I have a friday afternoon ritual. At about
3.30, I meet with one my of colleagues. Over a coffee and a cake we
carry out our screening of the new Occupational Deafness cases that have
come in during the course of the week. This is not a Friday afternoon ‘easy job’.
It is hard work.
Before we
even look at them there has to be professionally prepared audiometry. If any of
those tests are questionable the case is rejected. We then look at numerous
other factors including the nature and dates of the exposure, the provision of
hearing protection, limitation, the number of employers etc. Only the best
cases survive the exercise. We reject about 70% of the cases that we screen.
I spoke at
a conference in Liverpool last year on this
very subject. From what I could tell, most experienced practitioners adopt a
similar approach.
It seems, however,
that the insurance industry would have us believe otherwise. According to a
press release this week, Aviva allege that lawyers are actually interested in
pursuing hopeless cases. They say that too many cases are submitted by ‘opportunistic
personal injury lawyers’. They go on to make the remarkable assertion that lawyers
need to be deterred from submitting – ‘weak cases they know are likely
to fail’. They call for a clampdown on ‘spurious’ claims.
This is of course complete nonsense. These cases have to be
pursued on a no win no fee basis. There is no other way that a victim can
secure justice. For obvious reasons, lawyers will only pursue cases with at
least a reasonable chance of success. Why on earth would we have any interest
in running case that we ‘know are likely to fail?’ Or to put it more bluntly -
why would we ever want to run cases for which we do not have a cat in hell’s
chance of getting paid? This is why cases are so carefully screened. To do
otherwise would be commercial suicide.
Aviva and their insurance colleagues are not trying to clamp
down on ‘spurious’ claims. They are trying to get rid of all claims. They want
to persuade their political allies to introduce procedures that will make it virtually
impossible to pursue most cases. They did this very effectively in motor
accident cases and have now moved on to another agenda. And they will go to
great lengths to deter claimants.
EAD settled one claim last year after a long and very
expensive battle with insurers. It was a genuine claim but was of modest value.

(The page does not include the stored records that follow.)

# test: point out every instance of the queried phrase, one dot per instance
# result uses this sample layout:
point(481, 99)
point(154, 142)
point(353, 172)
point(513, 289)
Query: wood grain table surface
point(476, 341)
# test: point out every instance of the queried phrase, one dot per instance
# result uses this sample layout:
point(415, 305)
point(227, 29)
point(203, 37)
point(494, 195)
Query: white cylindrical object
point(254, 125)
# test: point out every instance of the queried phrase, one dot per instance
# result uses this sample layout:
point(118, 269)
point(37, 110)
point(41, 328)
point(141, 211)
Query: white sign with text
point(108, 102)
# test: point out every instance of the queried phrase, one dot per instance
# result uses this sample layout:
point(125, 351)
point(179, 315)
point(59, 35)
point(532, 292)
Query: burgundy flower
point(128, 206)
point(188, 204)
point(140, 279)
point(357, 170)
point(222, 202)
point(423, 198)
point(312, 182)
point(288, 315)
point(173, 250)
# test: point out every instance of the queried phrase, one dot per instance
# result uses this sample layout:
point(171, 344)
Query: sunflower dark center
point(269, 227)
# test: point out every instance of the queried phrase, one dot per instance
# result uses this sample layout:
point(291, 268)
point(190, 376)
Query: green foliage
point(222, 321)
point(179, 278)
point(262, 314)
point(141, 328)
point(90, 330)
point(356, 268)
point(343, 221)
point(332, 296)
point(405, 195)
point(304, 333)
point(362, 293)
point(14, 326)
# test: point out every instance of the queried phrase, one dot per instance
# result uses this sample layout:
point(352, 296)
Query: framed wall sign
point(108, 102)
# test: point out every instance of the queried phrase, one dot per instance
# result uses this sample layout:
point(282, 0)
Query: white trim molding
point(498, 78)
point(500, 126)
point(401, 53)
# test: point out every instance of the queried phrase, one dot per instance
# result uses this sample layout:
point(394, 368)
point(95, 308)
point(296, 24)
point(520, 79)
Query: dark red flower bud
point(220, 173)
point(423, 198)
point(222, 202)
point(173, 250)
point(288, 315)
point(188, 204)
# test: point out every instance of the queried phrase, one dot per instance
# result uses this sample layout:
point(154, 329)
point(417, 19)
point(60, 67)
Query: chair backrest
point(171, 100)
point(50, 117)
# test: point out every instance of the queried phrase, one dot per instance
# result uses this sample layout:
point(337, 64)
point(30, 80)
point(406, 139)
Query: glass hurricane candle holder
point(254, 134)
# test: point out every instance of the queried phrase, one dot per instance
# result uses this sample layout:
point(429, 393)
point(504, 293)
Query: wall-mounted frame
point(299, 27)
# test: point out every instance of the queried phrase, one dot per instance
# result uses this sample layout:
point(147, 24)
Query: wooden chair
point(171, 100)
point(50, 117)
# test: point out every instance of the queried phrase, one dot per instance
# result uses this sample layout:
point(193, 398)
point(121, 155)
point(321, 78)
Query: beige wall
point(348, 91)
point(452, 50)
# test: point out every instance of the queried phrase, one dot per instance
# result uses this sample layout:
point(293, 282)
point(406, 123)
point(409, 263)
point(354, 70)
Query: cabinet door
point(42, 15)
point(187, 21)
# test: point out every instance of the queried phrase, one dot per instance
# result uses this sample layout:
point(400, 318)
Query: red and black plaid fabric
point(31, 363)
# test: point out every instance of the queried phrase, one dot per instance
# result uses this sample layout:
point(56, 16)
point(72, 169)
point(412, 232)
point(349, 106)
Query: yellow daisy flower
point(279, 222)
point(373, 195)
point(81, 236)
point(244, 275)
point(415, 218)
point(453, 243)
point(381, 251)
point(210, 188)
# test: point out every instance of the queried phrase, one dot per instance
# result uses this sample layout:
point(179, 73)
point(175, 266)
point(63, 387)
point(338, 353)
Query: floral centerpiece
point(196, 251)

It is fair to say that they threw the kitchen sink at this poor claimant. It
became a war of attrition. Any point that could be taken was taken. The case
came within an inch of trial when it finally settled for just under £4k. Two
years earlier, we had put forward a proposal to settle at £4.5k. The legal
costs were
eventually agreed at £69k. They were so high because the
claimant had been made to fight to the end. The insurers did not even try to
argue that the costs were disproportionate.
They did all of this in the hope that the claimant would
give up. And presumably to send a message out that you ‘don’t mess with us’!
Try telling this client that insurers acknowledge that genuine claimants
deserve compensation.
This is going to be the next battle ground and it will not
be long before the Minister of Justice starts to come out with similar
rhetoric.
The only hope is that the election will see a different
government and one which sees the value and not simply the price of justice.